The trail divides. I take the branch leading up, ignoring the crossed-out arrow and briefly enjoy the expansive view over the coastline before I become aware of a figure standing by the entrance to the crater, looking suspiciously like a CONAF ranger. I’m sure I’m going to get bollocked, so to delay the inevitable, I take the other trail that goes all the way around the lake. The young grass growing on the trail suggests that no one’s been this way for a while. I slip on a steep, muddy downhill bit. Half of me is completely covered in mud. It’s probably karmic comeuppance for my acts of disobedience. There’s no ranger waiting for me at the other end, but I decide not to revisit the main quarry bit.

Lunch at Anakena Beach. My meat on a stick helps me make new feline and canine friends. The nice thing about Chile is that none of the leftovers are ever wasted; there are always hungry creatures waiting to hoover up the remains. Chile has lots of stray dogs because they think it's immoral to chop the balls off any animal and also because people tend to set their pets loose after they get fed up with them. As a result, most dogs are friendly, placid and well -looked after, unlike the snarling or cowering beasts in the Caribbean or poorer Latin American countries. 

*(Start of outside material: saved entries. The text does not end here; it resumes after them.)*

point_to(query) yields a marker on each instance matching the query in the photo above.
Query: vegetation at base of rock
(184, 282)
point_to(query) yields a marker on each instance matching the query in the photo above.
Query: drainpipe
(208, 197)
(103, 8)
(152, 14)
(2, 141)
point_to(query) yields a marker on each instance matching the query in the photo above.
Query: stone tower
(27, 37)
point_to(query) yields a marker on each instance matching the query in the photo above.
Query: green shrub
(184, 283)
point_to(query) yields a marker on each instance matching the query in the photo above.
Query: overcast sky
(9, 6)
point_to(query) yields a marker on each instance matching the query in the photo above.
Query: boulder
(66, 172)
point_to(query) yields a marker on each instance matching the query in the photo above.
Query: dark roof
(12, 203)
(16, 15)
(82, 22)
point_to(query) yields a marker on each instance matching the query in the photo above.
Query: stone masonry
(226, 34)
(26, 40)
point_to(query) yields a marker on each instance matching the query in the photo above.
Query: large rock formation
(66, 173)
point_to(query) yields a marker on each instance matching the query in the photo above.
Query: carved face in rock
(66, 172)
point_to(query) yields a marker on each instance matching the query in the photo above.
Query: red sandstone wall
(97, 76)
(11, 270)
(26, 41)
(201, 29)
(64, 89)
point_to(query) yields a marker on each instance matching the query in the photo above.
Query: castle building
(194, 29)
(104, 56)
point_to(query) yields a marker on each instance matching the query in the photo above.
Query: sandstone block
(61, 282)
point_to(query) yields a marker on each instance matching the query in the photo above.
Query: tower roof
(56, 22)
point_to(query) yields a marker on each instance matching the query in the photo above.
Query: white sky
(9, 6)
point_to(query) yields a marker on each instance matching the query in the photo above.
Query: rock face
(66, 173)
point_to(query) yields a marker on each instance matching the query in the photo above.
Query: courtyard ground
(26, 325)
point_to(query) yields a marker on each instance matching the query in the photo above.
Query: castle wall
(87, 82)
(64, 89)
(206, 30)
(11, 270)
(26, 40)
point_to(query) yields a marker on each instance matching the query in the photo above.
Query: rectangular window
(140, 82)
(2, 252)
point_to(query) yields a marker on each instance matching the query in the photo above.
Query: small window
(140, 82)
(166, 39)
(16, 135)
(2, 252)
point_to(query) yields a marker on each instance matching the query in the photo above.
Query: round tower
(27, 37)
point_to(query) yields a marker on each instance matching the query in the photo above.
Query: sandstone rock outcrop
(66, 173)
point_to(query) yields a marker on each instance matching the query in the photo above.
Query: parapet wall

Enjoy the drive back towards Hanga Roa; it’s the only road on the island that’s in good enough condition to really speed up, and Lawnmower II flies through sunlit pastures and eucalyptus groves at over 30mph. In hindsight, a quad bike is the best possible vehicle on which to explore the island, since its suspension handles rough terrain better than a 4WD and driving on most of the island’s roads certainly counts as off-road driving due to the bad conditions.

I pay a second visit to Orongo because on my first day, I forgot to take the iconic Birdman-petroglyph-and-islands-beyond photo and this afternoon the weather’s perfect. Looking out at the tiny islets, I still don't understand how the islanders could've waited there for days/weeks for the first Manutara egg of the season: there is no shelter or shade and where on earth would they get drinking water?

If anyone were watching, they would've seen a small, helmeted figure, cackling with glee while bouncing down the volcano road at reckless speed. I come away very satisfied, even more so because I manage to make it to the sunset viewing straight after that. I sprint all the way up the coastal road as the sun sinks below the horizon. It’s even more beautiful than on my first day and there’s an even bigger crowd. This is a much better last day on the island than yesterday.

If I don’t put my dinner choice of Te Moana in the guidebook, it’s only because it’s not a budget place; the fish in a Dijon mustard sauce with figs was very satisfying. You gotta love Rapa Nui menus: the local names for sea creatures are most entertaining. ‘Mahi mahi’ is dorado, one of my favourite fish, while ‘rape rape’ is not, in fact, a double sexual violation: it’s lobster.